De acordo com a médica toxicologista Márcia Sarpa de Campos
Mello, do Inca, o aparecimento do câncer pode ocorrer até 30 anos depois da
exposição ao agente causador. Daí a dificuldade em fazer a relação.
A grande barreira, porém, no controle dos agrotóxicos,
segundo especialistas, é a pressão econômica da indústria química. Esse mercado
movimentou no Brasil R$ 13 bilhões em 2011, de acordo com estudo da Associação
Brasileira de Saúde Coletiva (Abrasco).
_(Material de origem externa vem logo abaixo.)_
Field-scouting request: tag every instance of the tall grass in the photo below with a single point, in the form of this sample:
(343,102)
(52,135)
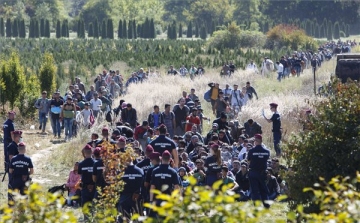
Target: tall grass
(292,95)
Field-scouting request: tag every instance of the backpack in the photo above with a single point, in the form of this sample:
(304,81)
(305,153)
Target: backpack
(207,96)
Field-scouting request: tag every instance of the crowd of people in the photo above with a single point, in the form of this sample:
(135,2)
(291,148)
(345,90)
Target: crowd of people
(171,143)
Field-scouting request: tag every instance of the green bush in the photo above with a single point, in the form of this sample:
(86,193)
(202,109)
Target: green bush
(330,145)
(290,37)
(233,37)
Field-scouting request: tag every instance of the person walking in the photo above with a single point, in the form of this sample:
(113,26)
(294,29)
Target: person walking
(163,178)
(56,105)
(88,186)
(21,167)
(169,120)
(276,127)
(8,128)
(68,114)
(258,157)
(43,105)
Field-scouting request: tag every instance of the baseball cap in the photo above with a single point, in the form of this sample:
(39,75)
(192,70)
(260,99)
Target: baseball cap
(166,154)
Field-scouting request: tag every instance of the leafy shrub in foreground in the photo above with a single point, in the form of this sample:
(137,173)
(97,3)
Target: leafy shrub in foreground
(330,146)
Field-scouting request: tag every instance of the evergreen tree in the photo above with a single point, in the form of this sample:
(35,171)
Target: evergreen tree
(110,29)
(134,29)
(168,32)
(336,30)
(96,29)
(82,29)
(67,28)
(196,30)
(8,28)
(47,73)
(22,30)
(103,30)
(2,27)
(139,30)
(78,34)
(36,29)
(124,32)
(146,29)
(152,29)
(31,29)
(203,32)
(173,31)
(180,30)
(189,30)
(15,28)
(120,36)
(47,29)
(130,30)
(63,29)
(58,29)
(213,27)
(42,28)
(90,30)
(13,77)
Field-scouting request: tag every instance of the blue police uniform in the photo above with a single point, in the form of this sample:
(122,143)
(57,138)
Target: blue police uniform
(164,178)
(258,157)
(276,122)
(20,164)
(162,143)
(133,178)
(145,165)
(98,169)
(164,175)
(12,149)
(8,127)
(56,117)
(213,170)
(85,169)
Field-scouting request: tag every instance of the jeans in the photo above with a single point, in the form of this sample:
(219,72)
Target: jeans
(68,123)
(259,190)
(286,72)
(277,138)
(43,120)
(56,125)
(298,70)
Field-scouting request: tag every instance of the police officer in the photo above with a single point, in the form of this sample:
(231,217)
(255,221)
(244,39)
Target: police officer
(97,174)
(163,178)
(276,128)
(155,162)
(258,157)
(145,164)
(133,178)
(8,127)
(87,184)
(21,168)
(12,148)
(163,143)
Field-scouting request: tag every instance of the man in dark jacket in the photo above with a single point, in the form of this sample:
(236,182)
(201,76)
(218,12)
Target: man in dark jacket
(252,128)
(129,115)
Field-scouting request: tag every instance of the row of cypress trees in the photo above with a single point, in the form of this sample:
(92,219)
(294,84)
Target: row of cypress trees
(16,28)
(126,29)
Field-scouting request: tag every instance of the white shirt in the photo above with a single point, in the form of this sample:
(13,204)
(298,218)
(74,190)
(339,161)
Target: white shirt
(252,67)
(241,154)
(235,98)
(86,116)
(95,104)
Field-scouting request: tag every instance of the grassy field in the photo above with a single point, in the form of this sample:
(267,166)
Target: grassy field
(54,160)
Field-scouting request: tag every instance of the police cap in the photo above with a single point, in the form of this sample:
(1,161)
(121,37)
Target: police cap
(154,155)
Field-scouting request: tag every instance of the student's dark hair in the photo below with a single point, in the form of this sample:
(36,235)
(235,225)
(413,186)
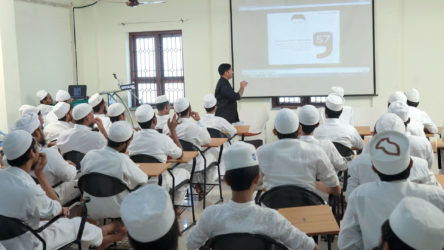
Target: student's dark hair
(413,104)
(146,125)
(162,106)
(167,242)
(241,179)
(393,241)
(397,177)
(223,67)
(23,158)
(210,109)
(185,112)
(97,107)
(288,136)
(332,114)
(308,129)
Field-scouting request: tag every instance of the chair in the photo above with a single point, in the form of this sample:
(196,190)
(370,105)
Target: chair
(244,241)
(13,227)
(289,196)
(74,156)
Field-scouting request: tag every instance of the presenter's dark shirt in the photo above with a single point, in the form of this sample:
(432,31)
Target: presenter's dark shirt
(226,101)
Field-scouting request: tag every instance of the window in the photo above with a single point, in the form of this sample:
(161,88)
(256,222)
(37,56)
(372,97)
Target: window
(157,65)
(297,101)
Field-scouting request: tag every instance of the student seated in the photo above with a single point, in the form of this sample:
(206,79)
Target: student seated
(112,160)
(163,111)
(62,111)
(290,161)
(30,202)
(334,130)
(372,203)
(241,214)
(99,107)
(116,112)
(149,217)
(309,121)
(419,145)
(81,138)
(57,170)
(413,224)
(360,169)
(149,141)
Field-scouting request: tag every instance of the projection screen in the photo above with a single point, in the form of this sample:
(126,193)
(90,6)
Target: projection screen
(303,47)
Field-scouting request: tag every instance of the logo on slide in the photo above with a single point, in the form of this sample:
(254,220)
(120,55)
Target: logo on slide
(388,147)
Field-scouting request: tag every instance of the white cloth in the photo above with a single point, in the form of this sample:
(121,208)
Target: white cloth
(294,162)
(334,130)
(420,116)
(80,138)
(372,203)
(150,142)
(106,121)
(246,217)
(53,130)
(28,202)
(110,162)
(360,171)
(58,170)
(162,121)
(339,162)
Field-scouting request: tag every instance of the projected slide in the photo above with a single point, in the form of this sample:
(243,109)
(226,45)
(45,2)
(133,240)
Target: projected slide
(303,37)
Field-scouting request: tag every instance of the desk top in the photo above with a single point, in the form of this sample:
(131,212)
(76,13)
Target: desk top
(153,169)
(186,157)
(242,129)
(312,220)
(363,130)
(216,142)
(440,179)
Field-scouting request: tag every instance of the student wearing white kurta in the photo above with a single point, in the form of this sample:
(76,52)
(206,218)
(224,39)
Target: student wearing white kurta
(30,202)
(309,121)
(195,133)
(149,141)
(62,111)
(371,203)
(81,138)
(163,111)
(241,214)
(290,161)
(332,129)
(111,161)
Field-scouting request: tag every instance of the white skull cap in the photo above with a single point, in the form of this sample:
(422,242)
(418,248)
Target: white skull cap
(240,155)
(390,152)
(209,101)
(81,110)
(286,121)
(147,213)
(309,115)
(418,223)
(16,143)
(144,113)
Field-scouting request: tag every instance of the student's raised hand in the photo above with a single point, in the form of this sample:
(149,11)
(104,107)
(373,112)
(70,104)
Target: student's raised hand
(195,115)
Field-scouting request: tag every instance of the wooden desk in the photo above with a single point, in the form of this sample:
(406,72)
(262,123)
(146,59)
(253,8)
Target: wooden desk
(186,157)
(216,142)
(440,179)
(363,131)
(312,220)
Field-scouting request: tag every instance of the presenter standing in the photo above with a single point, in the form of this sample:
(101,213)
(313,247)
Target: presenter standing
(225,95)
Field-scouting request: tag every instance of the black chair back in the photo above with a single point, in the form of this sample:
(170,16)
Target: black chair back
(101,185)
(141,158)
(74,156)
(290,196)
(215,133)
(244,241)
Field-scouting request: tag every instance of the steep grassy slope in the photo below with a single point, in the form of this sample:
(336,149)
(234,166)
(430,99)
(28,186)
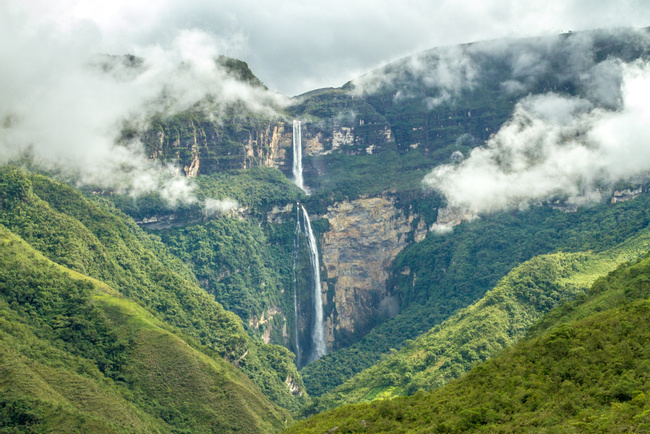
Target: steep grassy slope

No mesmo ano, o orçamento da Anvisa,
para bancar toda a estrutura e ações de fiscalização da agência, foi de cerca
de 3% desse total: R$ 400 milhões.
O ex-gerente de toxicologia da Anvisa Luiz Cláudio
Meirelles, que estava à frente dos processos de reavaliação, foi exonerado do
cargo em 2012, depois de denunciar irregularidades na liberação de agrotóxicos.
"É preciso adotar o princípio da precaução. Conforme as pesquisas avançam,
aparecem novas evidências contra os venenos", diz o ex-gerente, agora
pesquisador da Escola Nacional de Saúde Pública.